Over the past few years, new technology has become available that could help multi-hop networks use their wireless bandwidth more efficiently by splitting the band into channels of varying sizes, according to the needs of the users in the network. Previously, it was only possible to form channels of equal size. However, it was unclear how multi-hop networks could take advantage of this technology, because there was not a clear way to determine how these varying channel widths should be assigned.
Now an NC State team has advanced a solution to the problem.
“We have developed a technique that improves network performance by determining how much channel width each user needs in order to run his or her applications,” says Dr. Rudra Dutta, an associate professor of computer science at NC State and co-author of the paper. “This technique is dynamic. The channel width may change – becoming larger or smaller – as the data travels between nodes in the network. The amount of channel width allotted to users is constantly being modified to maximize the efficiency of the system and avoid what are, basically, data traffic jams.”
In simulation models, the new technique results in significant improvements in a network’s data throughput and in its “fairness” – the degree to which all network users benefit from this throughput.
The researchers hope to test the technique in real-world conditions using CentMesh, a wireless network on the NC State campus.
The paper, “Channel Width Assignment Using Relative Backlog: Extending Back-pressure to Physical Layer,” was co-authored by former NC State master’s student Sankalp Nimborkhar.

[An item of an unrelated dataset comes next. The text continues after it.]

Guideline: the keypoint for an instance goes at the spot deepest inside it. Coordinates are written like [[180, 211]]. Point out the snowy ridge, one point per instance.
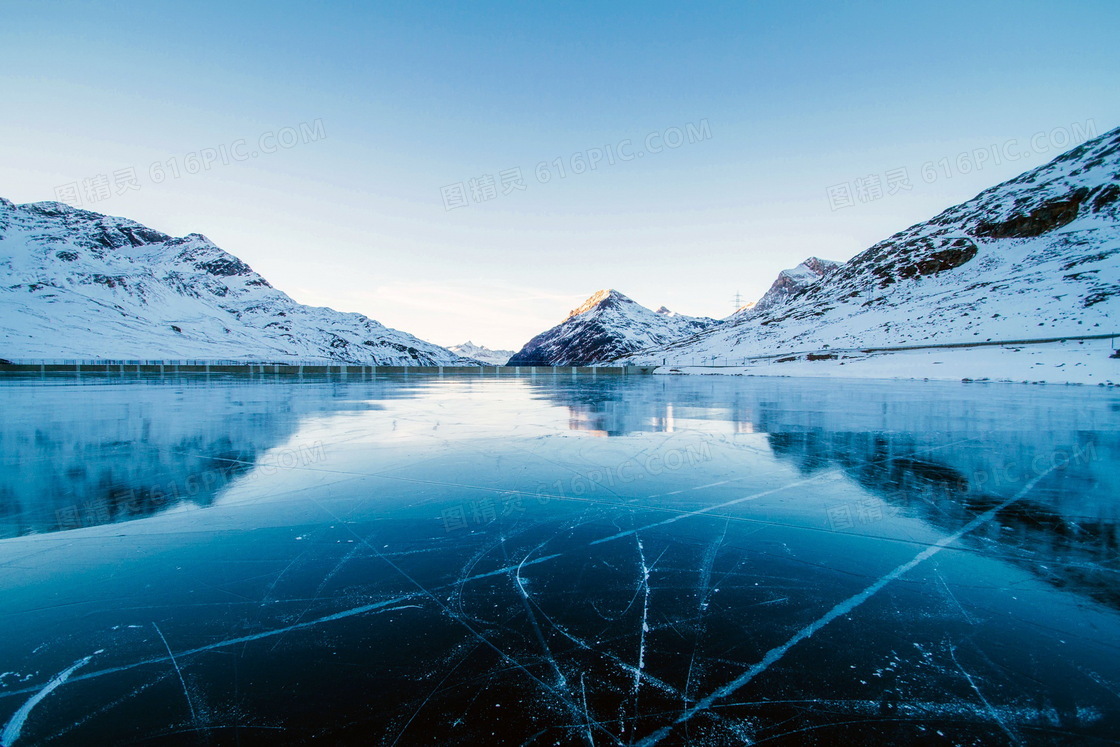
[[482, 353], [81, 285], [1035, 257], [791, 282], [606, 326]]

The paper will be presented June 12 at the 13th International Symposium on Mobile Ad Hoc Networking and Computing in Hilton Head, S.C. The research was supported by the U.S. Army Research Office and the Secure Open Systems Initiative at NC State.
Note to Editors: The presentation abstract follows.
“Channel Width Assignment Using Relative Backlog: Extending Back-pressure to Physical Layer”
Authors: Parth H. Pathak, Sankalp Nimborkhar, and Rudra Dutta, North Carolina State University
Presented: June 12, 2012, at the 13th International Symposium on Mobile Ad Hoc Networking and Computing in Hilton Head, S.C.
Abstract: With recent advances in Software-defined Radios (SDRs), it has indeed become feasible to dynamically adapt the channel widths at smaller time scales. Even though the advantages of varying channel width (e.g. higher link throughput with higher width) have been explored before, as with most of the physical layer settings (rate, transmission power etc.), naively configuring channel widths of links can in fact have negative impact on wireless network performance. In this paper, we design a cross-layer channel width assignment scheme that adapts the width according to the backlog of link-layer queues. We leverage the benefits of varying channel widths while adhering to the invariants of back-pressure utility maximization framework. The presented scheme not only guarantees improved throughput and network utilization but also ensures bounded buffer occupancy and fairness.